Das Massaker von Mitte März ist der neueste Gewaltakt in dem blutigen Kampf zwischen rivalisierenden Bevölkerungsgruppen in dem westafrikanischen Staat Mali. In der Mitte des Landes, wo Savanne und Wüste aufeinandertreffen, kämpfen Ackerbauern und Viehzüchter um das knappe Nutzland. Auch Islamisten mischen mit in dem Konflikt, vor allem im Norden ist der Einfluss der Extremisten groß. Sie haben sich teils mit Separatisten verbündet und kämpfen gegen die Truppen der Regierung aus der Hauptstadt Bamako.
Krieg in Mali: 250.000 Vertriebene
Seit 2013 sind Bundeswehr-Soldaten in dem Land stationiert. 1100 sind es derzeit – als Teil der rund 11.000 Blauhelme starken UN-Mission MINUSMA und dem europäischen Ausbildungsprogramm EUTM. Die Bundesregierung will beide Einsätze nun verlängern.
An diesem Donnerstag stehen die ersten Lesungen der beiden Anträge an, die das Kabinett in der vergangenen Woche beschlossen hat. Die endgültige Entscheidung fällt der Bundestag wohl Mitte Mai. Die Zustimmung des Parlaments gilt als sicher. „Die Stabilisierung Malis ist ein Schwerpunkt des deutschen Engagements in der Sahel-Region und ein wichtiges Ziel der Afrikapolitik der Bundesregierung“, heißt es in dem Antrag der Bundesregierung. Bis zum 31. Mai 2020 soll die Bundeswehr-Beteiligung am UN-Einsatz dann vorerst weitergehen.

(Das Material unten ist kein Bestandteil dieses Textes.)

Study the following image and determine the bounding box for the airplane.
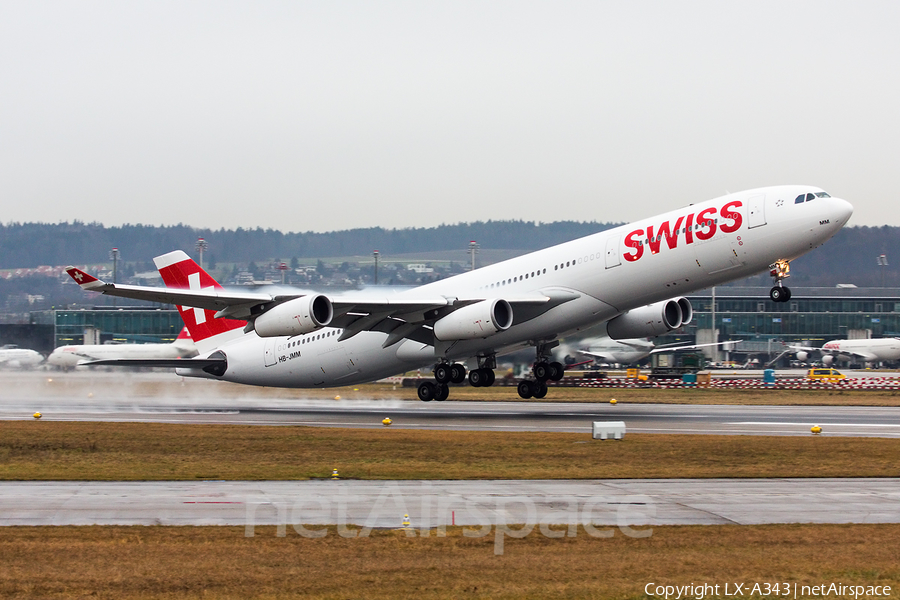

Die Mali-Mission ist die tödlichste, auf die sich die Vereinten Nationen jemals eingelassen haben: Seit Beginn im Jahr 2013 sind 180 Blauhelm-Soldaten in Mali gefallen, 15 alleine in diesem Jahr. Sie sollen eigentlich Frieden in dem westafrikanischen Land schaffen, der Regierung in Bamako helfen, eine Aussöhnung mit den Rebellengruppen im Norden hinzubekommen. Der Konflikt hält jedoch seit sieben Jahren an, mehr als 250.000 Menschen sind auf der Flucht. Wie viele malische Todesopfer es bislang gab, ist schwer zu sagen.
Das "Wald- und Wiesenmandat" der Bundeswehr
„Der Friedensprozess läuft nicht“, sagt Omid Nouripour, außenpolitischer Sprecher der Grünen im Bundestag. Auch die Bundesregierung sieht kaum Fortschritte: Die Sicherheitslage wird als „volatil“ beschrieben, sie bleibe „angespannt“. Übersetzt heißt das: Von „Stabilisierung“ ist Mali weit entfernt. Bei der Umsetzung des Friedensabkommens, das die malische Regierung und Separatisten 2015 unterzeichnet haben, bestehe „weiterhin Verbesserungspotenzial“, schreibt die Bundesregierung in der Begründung ihres Antrags.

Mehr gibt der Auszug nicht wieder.